For years the hard engineering problem was pay-in: how to accept money faster, cheaper and from more places. Paying money out was an afterthought, handled by cheques and next-day bank files.
That has flipped. Getting funds to a named recipient quickly is now a competitive product in its own right, and the disbursement card is its most visible form.
The card, though, is the part that matters least. Underneath the plastic sits a contest over which rail carries the money, and the answer increasingly is not a card at all.
Why outbound became the hard part
A payout has always been technically simple and operationally miserable. Cheques take days to arrive and clear, invite fraud, and assume the recipient has a fixed address.
An ACH transfer is cheap but settles in one to three business days and needs the recipient’s routing and account numbers, which people rarely have to hand when they are filing a claim or accepting a gig payout.

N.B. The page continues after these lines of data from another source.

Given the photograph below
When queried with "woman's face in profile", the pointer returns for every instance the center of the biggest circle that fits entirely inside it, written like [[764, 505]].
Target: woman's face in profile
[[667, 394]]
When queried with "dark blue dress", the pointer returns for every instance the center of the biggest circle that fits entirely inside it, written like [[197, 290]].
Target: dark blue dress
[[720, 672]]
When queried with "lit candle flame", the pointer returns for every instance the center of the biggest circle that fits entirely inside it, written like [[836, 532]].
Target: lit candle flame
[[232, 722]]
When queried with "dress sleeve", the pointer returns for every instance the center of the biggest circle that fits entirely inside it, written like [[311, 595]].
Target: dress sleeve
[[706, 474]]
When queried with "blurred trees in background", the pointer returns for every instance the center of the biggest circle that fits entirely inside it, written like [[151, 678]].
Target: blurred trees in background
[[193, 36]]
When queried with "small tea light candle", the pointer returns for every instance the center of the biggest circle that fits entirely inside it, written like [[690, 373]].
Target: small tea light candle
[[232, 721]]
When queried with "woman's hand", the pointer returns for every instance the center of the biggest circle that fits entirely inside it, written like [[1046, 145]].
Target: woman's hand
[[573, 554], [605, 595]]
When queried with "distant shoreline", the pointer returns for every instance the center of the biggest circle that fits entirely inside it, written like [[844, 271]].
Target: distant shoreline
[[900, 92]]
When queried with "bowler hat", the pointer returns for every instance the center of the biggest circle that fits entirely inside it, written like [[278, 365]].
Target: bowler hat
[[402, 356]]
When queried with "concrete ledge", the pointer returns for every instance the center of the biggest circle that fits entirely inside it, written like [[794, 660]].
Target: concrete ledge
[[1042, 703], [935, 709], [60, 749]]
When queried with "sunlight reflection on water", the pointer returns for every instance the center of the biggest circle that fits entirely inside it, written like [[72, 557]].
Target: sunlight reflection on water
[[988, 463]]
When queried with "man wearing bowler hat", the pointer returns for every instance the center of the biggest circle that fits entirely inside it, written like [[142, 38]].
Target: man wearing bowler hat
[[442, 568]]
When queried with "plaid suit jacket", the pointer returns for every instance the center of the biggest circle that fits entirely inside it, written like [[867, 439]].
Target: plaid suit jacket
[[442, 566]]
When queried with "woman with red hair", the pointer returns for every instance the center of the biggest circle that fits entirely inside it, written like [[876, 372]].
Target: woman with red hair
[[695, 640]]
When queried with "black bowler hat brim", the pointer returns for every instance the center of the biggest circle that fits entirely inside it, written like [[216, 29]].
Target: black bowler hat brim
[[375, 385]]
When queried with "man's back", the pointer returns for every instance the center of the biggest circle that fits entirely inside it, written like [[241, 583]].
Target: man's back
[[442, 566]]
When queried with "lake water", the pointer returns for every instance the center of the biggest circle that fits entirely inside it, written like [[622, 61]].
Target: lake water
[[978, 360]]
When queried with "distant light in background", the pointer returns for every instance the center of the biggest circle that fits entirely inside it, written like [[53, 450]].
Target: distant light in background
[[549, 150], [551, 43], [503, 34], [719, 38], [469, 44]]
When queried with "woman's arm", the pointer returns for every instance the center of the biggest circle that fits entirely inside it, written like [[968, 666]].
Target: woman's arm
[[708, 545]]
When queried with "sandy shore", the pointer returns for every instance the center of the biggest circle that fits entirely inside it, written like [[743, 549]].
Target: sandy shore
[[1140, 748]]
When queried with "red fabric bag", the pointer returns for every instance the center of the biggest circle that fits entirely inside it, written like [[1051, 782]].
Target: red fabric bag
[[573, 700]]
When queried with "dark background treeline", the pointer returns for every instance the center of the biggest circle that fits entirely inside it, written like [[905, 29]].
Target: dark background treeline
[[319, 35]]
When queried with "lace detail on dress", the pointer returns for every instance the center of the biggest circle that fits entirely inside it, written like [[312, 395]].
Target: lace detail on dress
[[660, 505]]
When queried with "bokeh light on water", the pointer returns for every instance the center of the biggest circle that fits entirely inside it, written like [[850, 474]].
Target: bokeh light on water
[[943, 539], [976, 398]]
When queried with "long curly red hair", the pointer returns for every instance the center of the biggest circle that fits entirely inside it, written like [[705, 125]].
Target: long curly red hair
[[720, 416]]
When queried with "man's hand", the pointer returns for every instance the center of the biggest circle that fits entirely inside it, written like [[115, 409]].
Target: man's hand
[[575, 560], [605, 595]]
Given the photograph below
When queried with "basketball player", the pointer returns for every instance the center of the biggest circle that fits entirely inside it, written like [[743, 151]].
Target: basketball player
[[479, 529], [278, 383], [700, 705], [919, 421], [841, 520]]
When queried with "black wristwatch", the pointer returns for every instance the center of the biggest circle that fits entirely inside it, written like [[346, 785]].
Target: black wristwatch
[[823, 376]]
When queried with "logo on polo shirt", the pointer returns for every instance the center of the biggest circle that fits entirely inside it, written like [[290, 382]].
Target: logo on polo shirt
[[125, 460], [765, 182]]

Push-to-card removed most of that friction by anchoring the payout to the card rather than the account. A business initiates the payment and the funds land on the recipient’s existing debit or prepaid card.
Visa’s rails, Visa Direct, reach more than 195 countries and 160 currencies; Mastercard Send covers a similar footprint. In the US, Visa requires card issuers to make funds available within 30 minutes of approving the transaction.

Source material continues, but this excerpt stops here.